Abstract
An oil or gas field may comprise a number of isolated reservoir units, each of which may have been studied separately with their own simulation models. If these reservoirs are to be linked to common surface facilities, they are effectively coupled by global production (and perhaps injection) constraints. Their production and injection streams must be combined to obey these constraints. Two approaches are commonly applied to this problem: either amalgamating the simulation models into a single model of the whole field, or using production planning methods on pre-constructed production profiles of the individual reservoirs. The former requires a great deal of effort from the engineers, and may result in a large unwieldy model, while the latter may not be accurate because of rate-dependency effects which are ignored.
This paper introduces a third approach to the problem, which we call Reservoir Coupling. The individual simulation models are still run as separate processes, with minimal change to their data. But they are coupled to a master process which handles the global production and injection constraints and determines the flow rate targets to be applied to the individual reservoirs at each time step. Inter-process communication is handled by the PVM message passing system.
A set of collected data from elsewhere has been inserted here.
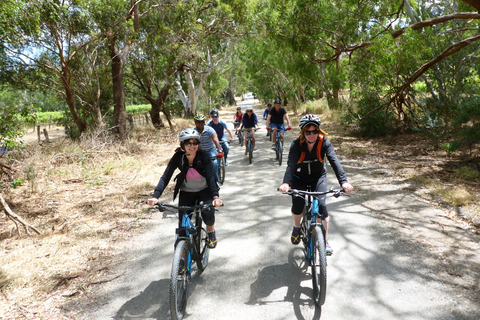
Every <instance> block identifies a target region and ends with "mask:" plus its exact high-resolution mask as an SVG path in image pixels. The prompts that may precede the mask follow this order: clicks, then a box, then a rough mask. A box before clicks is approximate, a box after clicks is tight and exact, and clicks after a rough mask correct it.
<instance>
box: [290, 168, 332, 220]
mask: <svg viewBox="0 0 480 320" xmlns="http://www.w3.org/2000/svg"><path fill="white" fill-rule="evenodd" d="M309 185H310V186H311V189H312V190H311V191H318V192H324V191H327V176H326V174H324V175H322V176H321V177H320V178H318V180H314V181H312V182H311V183H308V182H306V181H303V180H301V179H299V178H296V177H294V178H293V181H292V185H291V186H290V187H291V188H292V189H297V190H307V187H308V186H309ZM317 198H318V206H319V208H318V212H319V213H320V215H321V216H322V217H323V218H326V217H328V211H327V206H326V202H325V198H326V196H319V197H317ZM304 207H305V200H304V199H303V198H300V197H292V213H293V214H295V215H299V214H302V212H303V208H304Z"/></svg>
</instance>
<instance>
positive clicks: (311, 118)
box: [298, 114, 322, 130]
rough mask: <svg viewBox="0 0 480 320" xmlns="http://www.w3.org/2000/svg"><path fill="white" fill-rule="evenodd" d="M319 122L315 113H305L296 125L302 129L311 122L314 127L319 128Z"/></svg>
mask: <svg viewBox="0 0 480 320" xmlns="http://www.w3.org/2000/svg"><path fill="white" fill-rule="evenodd" d="M321 123H322V121H320V118H319V117H317V116H316V115H314V114H307V115H305V116H303V117H302V118H301V119H300V123H299V124H298V126H299V127H300V130H303V128H305V127H306V126H307V125H310V124H313V125H314V126H315V127H317V128H320V124H321Z"/></svg>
This can spawn processes over a network of heterogeneous Unix computers, enabling the individual simulation models to be run in parallel on separate workstations.
The paper describes the Reservoir Coupling algorithm that has been implemented in a commercial black oil simulator, and discusses the advantages and disadvantages of the technique in comparison with the other two approaches. A simulation study is described which illustrates the application of Reservoir Coupling to three isolated reservoirs subject to global production and injection constraints.